Опять заговорила хозяйка. Прошло мое минутное забытье, очень хотелось курить, но я не решался.
— Какая-затакая. Наша Анисья Михайловна, сноха моя, всему дому голова, — сказала хозяйка удивленным, сдавленным голосом: неужели, мол, не знаешь, да кто ты после этого. Но, странно, от ее голоса я совсем успокоился — мало ли на свете похожих имен, совпадений. И поспешил уговорить ее:
— Я в вашу семью не лезу. Просто вспомнилась одна девушка. Дело давнее… Лучше на ферму сводите, а то времени мало.
— Мало время, так зачем ехал. А до фермы — полтора километра, бегом не ускочишь. А мне еще управиться надо, да в магазин за бутылочкой надо, гостей жду дорогих, саму хозяйку. От самого моря едет, грелась там, а сейчас в дороге нашей измерзнет, вот и как раз бутылочка.
Совсем успокоился. Зачем моей Оне ехать к морю, да еще в зимние месяцы. И странно, как только назвал ее в уме «моей», как только вспомнилось ее лицо, ее голос, будто вчера еще слышанный, такой близкий, родной, так опять поднялось предчувствие — да и женщина стала вглядываться в меня очень внимательно, словно увидела только что или обвинить желает. Но это держалось мгновение, потом прошло, в комнате посветлело — это снег перестал и выглянуло небо. Женщина вышла на кухню, открыла форточку и ребятишкам что-то сказала, но они не перестали кричать. Она вернулась все равно довольная, с ласковым хмыканьем и покашливанием, и на меня посмотрела с вызовом, и вдруг улыбнулась:
— Как они растут нонче. Не узнает Анисья Михайловна…
И опять я насторожился. Какая Анисья Михайловна не сходит с ее языка?
— Молодая у вас сноха?
— Ох и востряк! У снохи-то муж есь — законный, единственный, наш дорогой Петро Иванович. Вот у него и спрашивай. Где-то уехал за ней на станцию. Боюсь — нету дороги, завязнут. Да поди не завязнут, не допустит…
И после этого опять что-то рассказывала, но я уж не слышал: голос бубнит рядом, а слов не понимаю, а очнуться не могу, поднять голову не могу.

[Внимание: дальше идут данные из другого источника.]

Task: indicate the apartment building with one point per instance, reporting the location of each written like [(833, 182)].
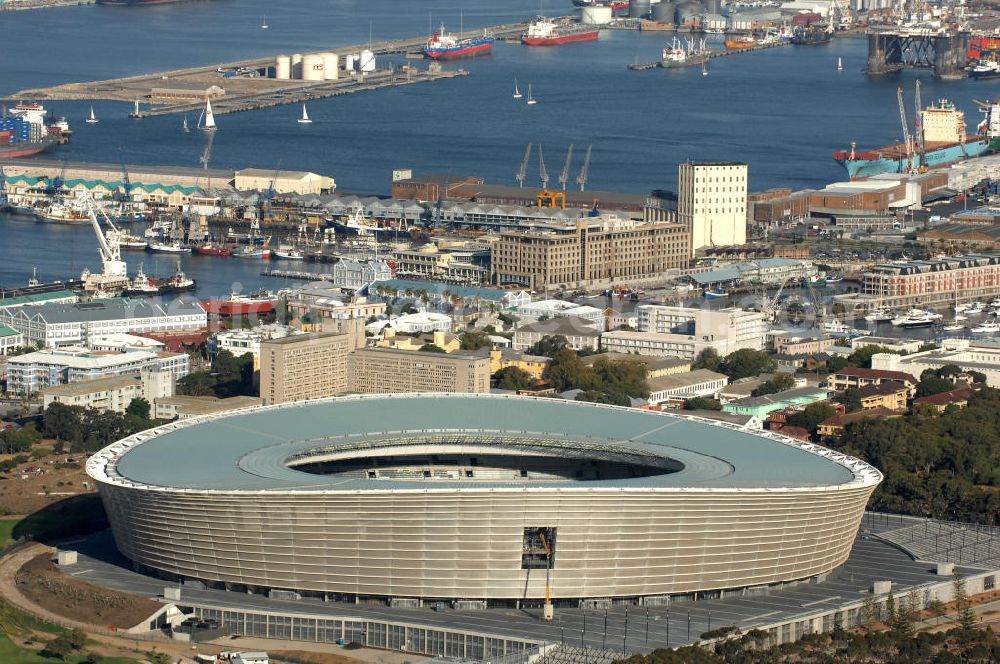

Вот оно предчувствие. Но все равно взял себя в руки, решился на последний вопрос:
— Петро Иванович ваш работал в сельпо?
— Работал, конечно. И сейчас там шоферит. Дают уж за выслугу.
— Анисья Михайловна ваша жила в Поляковке?
— Жила она. Мать теперь оставила там да сестру. Сестру несчастну — измаялась без детей Клаша. Спаси ее, сохрани.
Верить — не верить, но уже не могу не верить, хоть и надеюсь на что-то. Неужели это дом ее, а эта женщина — ее свекровка, а там бегают ее дети? Нет, быть не может. Уж слишком все просто, а значит неправда.
— Ты чё, знашь Клашу-то? — опять бубнит рядом ее голос, но я почти не разбираю слов.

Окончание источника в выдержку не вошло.